ForexLive Americas FX news wrap: Bond meltdown hits everything
Forex news for New York trade on February 25, 2021:
- US weekly initial jobless claims 730k vs 825k expected
- US January prelim durable goods orders +3.4% vs +1.1% expected
- US Q4 GDP (second reading) +4.1% vs +4.2% expected
- US January pending home sales -2.8% m/m vs 0.0% expected
- US sells 7-year notes at 1.195% vs 1.151% WI
- Fed's Williams: Committed to using full range of tools to assure that recovery will be as robust as possible
- Fed's Bostic says 'I am not worried' about move in yields
- Fed's Bostic: Recovery in a 'rough patch' but outlook for jobs not totally gloomy
- Fed's Bullard: Even with optimism, it's too early to discuss changes in Fed's bond purchases
- Fed's Bullard: Rise in yields "appropriate" given improving growth and inflation
- ECB's de Guindos: First half growth will be a little bit weaker than we projected
- Fed's George: Much of the increase in yields reflects growing optimism in the strength of the recovery
- CHF leads, AUD lags
- S&P 500 down 96 points to 3829
- US 10-year yields up 15 bps to 1.52%
- US 5-year yields up 22 bps to 0.81%
- Gold down $35 to $1769
- WTI crude up 26-cents to $63.49
The bond market is putting pressure on just about everything else. Yields ticked higher Thursday and that weighed heavily on stocks once again but things really began to move after a huge tail in the 7-year auction. That led to a puke out of bonds that spilled over to stocks and FX.
The dollar was heavily bid in the second half of the day leading to sharp reversals in commodity currencies from multi-year highs.
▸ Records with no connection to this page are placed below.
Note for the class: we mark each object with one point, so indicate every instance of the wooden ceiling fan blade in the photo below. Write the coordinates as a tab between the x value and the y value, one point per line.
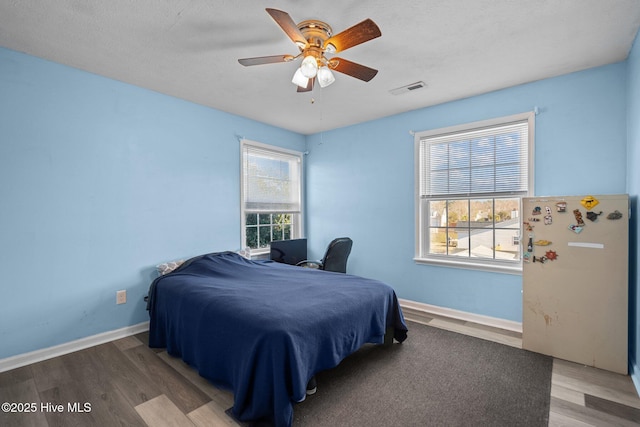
359	33
288	26
309	87
259	60
352	69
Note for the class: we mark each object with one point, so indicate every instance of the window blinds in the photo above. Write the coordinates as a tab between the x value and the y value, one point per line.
474	162
271	181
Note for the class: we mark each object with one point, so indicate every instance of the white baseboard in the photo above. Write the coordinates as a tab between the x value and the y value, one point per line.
413	309
69	347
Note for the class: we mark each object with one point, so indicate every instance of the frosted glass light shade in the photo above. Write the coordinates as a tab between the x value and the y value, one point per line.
299	79
325	76
309	67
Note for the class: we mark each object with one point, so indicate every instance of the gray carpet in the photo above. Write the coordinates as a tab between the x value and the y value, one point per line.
434	378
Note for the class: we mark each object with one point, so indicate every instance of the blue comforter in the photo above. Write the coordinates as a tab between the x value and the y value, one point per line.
263	329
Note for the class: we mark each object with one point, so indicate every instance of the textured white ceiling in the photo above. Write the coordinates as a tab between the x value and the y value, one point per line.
189	49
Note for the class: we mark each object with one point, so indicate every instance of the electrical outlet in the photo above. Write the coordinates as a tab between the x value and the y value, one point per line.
121	297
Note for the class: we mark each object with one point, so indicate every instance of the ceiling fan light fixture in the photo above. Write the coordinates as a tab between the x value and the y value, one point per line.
309	66
325	76
299	79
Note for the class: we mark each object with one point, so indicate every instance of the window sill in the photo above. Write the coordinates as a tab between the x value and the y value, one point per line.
515	269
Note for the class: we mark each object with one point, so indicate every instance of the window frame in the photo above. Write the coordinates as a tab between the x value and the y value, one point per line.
297	219
422	223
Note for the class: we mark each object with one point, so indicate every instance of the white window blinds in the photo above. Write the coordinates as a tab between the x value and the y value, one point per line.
474	162
271	180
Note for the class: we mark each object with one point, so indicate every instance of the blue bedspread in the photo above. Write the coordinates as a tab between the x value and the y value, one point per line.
263	329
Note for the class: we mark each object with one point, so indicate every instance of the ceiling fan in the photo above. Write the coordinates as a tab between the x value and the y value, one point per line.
315	40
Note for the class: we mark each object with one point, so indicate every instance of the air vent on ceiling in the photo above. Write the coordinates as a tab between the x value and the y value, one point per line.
408	88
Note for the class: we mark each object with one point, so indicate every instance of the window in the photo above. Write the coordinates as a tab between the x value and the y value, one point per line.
271	186
470	181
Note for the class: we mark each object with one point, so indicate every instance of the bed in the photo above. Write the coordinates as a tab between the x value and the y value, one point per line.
262	329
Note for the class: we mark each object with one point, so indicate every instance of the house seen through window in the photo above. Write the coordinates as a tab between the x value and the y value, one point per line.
470	181
271	185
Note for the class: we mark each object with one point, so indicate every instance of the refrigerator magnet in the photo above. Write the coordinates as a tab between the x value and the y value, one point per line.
589	202
592	216
614	215
542	242
575	228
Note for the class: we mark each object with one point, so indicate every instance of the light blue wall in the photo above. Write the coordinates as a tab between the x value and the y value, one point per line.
633	184
99	182
360	180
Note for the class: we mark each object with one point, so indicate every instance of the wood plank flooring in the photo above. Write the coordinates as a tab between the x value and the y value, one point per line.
128	384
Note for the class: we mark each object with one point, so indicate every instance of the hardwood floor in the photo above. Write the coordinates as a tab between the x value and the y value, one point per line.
126	383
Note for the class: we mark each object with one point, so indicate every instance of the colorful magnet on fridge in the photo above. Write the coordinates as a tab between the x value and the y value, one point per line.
542	242
614	215
592	216
575	228
589	202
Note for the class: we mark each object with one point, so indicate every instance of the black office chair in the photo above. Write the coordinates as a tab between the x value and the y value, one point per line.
335	258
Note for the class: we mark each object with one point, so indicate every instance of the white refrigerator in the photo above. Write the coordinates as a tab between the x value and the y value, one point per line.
575	278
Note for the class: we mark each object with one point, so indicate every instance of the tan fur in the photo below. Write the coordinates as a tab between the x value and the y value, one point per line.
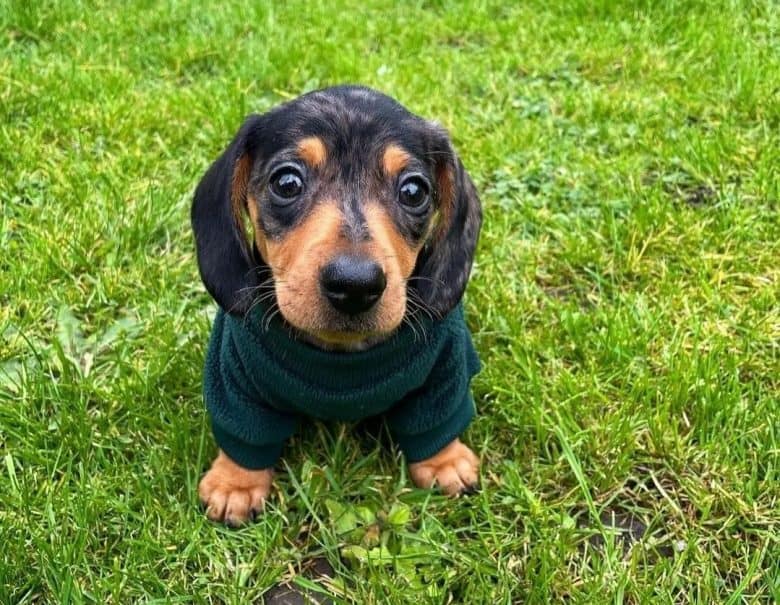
296	261
234	494
312	151
454	469
254	215
394	159
238	189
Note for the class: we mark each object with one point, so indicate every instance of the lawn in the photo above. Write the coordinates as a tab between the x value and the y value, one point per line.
625	303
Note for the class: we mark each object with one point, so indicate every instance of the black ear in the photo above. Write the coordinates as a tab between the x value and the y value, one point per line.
444	263
228	266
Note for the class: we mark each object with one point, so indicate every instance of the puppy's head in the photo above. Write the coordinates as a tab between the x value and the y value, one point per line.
344	209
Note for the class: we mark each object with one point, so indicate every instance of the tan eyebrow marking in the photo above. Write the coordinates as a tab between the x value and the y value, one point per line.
312	151
394	159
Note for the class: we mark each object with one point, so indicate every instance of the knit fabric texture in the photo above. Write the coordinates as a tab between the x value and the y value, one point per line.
260	380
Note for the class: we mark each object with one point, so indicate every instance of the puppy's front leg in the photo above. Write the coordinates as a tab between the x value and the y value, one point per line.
454	469
232	493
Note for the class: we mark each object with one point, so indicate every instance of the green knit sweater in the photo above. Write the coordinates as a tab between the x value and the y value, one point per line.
259	380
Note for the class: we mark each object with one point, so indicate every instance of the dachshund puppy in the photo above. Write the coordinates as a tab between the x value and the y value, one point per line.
336	233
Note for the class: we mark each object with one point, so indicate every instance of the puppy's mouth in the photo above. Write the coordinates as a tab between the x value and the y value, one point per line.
348	301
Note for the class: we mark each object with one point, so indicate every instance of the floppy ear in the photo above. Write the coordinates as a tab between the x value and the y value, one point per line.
228	266
444	263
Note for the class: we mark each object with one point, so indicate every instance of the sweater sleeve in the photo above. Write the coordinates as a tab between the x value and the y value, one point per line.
432	416
250	433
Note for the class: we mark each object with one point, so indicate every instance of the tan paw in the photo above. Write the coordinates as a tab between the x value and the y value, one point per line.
455	470
232	493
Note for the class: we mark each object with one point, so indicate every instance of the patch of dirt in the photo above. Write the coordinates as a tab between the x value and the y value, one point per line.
287	593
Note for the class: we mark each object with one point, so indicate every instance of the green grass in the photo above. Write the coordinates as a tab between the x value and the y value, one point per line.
624	302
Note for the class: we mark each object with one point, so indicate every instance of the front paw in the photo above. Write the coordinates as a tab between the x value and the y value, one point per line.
232	493
455	470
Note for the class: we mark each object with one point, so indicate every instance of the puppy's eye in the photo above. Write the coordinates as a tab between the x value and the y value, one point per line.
414	193
286	184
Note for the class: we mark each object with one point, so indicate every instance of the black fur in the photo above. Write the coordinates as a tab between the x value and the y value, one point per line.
356	124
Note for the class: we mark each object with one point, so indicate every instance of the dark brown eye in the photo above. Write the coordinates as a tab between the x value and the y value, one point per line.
286	184
414	193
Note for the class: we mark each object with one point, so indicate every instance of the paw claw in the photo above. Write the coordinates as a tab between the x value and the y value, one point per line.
454	470
232	494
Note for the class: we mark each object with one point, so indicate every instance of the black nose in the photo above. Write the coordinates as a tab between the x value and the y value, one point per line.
352	284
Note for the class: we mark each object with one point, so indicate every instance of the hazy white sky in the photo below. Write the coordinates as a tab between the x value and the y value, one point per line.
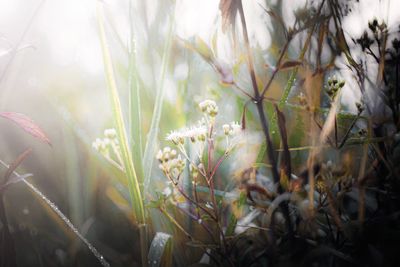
70	28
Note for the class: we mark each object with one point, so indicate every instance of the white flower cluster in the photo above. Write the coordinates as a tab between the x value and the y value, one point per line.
170	162
102	145
193	133
209	107
232	129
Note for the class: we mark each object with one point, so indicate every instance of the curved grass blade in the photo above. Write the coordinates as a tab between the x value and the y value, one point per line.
61	215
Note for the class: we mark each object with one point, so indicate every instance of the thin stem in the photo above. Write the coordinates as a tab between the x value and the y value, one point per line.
258	101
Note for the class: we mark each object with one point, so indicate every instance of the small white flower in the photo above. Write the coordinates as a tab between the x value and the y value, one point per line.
167	192
209	107
110	133
176	137
226	129
159	155
196	133
235	128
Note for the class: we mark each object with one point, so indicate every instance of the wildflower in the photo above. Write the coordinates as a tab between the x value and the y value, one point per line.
209	107
232	129
226	129
100	145
167	192
360	107
176	137
170	162
196	133
302	99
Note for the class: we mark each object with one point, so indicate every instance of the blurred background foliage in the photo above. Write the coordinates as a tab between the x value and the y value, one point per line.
51	68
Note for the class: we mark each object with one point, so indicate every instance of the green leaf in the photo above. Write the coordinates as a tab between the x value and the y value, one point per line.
133	181
160	253
232	218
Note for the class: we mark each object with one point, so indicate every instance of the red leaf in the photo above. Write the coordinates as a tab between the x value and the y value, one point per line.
27	125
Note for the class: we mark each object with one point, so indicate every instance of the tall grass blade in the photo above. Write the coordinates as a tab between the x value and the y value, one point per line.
135	121
133	181
151	143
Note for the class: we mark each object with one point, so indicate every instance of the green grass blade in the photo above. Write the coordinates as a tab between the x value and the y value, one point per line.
151	144
135	121
134	188
160	253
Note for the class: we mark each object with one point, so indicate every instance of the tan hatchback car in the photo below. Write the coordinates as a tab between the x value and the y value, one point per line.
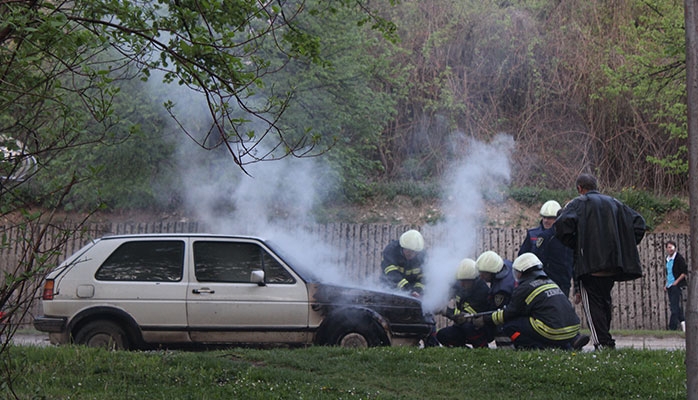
165	290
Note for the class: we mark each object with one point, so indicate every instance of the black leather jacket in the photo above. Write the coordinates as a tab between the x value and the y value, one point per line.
604	234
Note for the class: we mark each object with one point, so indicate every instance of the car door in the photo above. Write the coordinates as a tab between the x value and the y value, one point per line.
143	277
224	305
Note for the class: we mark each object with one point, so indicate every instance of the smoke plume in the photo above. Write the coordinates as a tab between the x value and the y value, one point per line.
481	174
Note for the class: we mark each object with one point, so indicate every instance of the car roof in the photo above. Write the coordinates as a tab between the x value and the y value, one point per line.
179	235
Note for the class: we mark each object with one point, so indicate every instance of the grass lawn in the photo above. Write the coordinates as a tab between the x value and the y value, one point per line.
75	372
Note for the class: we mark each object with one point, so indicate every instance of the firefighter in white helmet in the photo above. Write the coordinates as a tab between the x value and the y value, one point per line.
469	296
402	263
539	315
497	272
557	258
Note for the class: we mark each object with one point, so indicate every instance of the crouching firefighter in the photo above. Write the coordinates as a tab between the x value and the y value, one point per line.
470	295
539	315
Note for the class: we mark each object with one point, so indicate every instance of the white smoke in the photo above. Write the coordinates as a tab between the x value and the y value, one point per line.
480	174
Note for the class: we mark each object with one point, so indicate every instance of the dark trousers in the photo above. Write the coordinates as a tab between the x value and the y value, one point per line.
598	308
675	306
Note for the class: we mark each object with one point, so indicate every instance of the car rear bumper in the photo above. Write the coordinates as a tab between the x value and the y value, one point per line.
50	324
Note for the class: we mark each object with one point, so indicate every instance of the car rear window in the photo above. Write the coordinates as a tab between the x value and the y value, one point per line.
148	260
234	262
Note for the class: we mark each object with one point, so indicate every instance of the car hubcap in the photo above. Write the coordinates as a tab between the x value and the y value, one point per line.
354	340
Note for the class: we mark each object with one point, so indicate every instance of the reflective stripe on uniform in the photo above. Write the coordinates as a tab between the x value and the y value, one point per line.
391	268
498	317
539	290
564	333
469	309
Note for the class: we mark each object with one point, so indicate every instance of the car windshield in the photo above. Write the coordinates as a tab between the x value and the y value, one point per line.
294	261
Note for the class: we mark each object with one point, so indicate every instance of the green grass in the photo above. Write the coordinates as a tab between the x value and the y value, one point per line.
334	373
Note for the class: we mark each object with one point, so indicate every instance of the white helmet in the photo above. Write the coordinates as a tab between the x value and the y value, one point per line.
489	261
550	209
527	261
466	270
412	240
CAD hit a three-year high after strong US durable goods data but completely reversed afterwards even with Canadian yields rising in step (if not more) than their US counterparts.
The market will be on high alert for some kind of soothing words from the Fed in the day ahead but there's also a fair argument that month-end rebalancing could push down yields and that convexity hedging exaggerated today's move and may have led to a blow-off top.
The euro and sterling held out through London trade but busted afterwards, falling to 1.2177 and 1.4000, respectively. Sterling had earlier risen as the UK rates market priced out BOE cuts.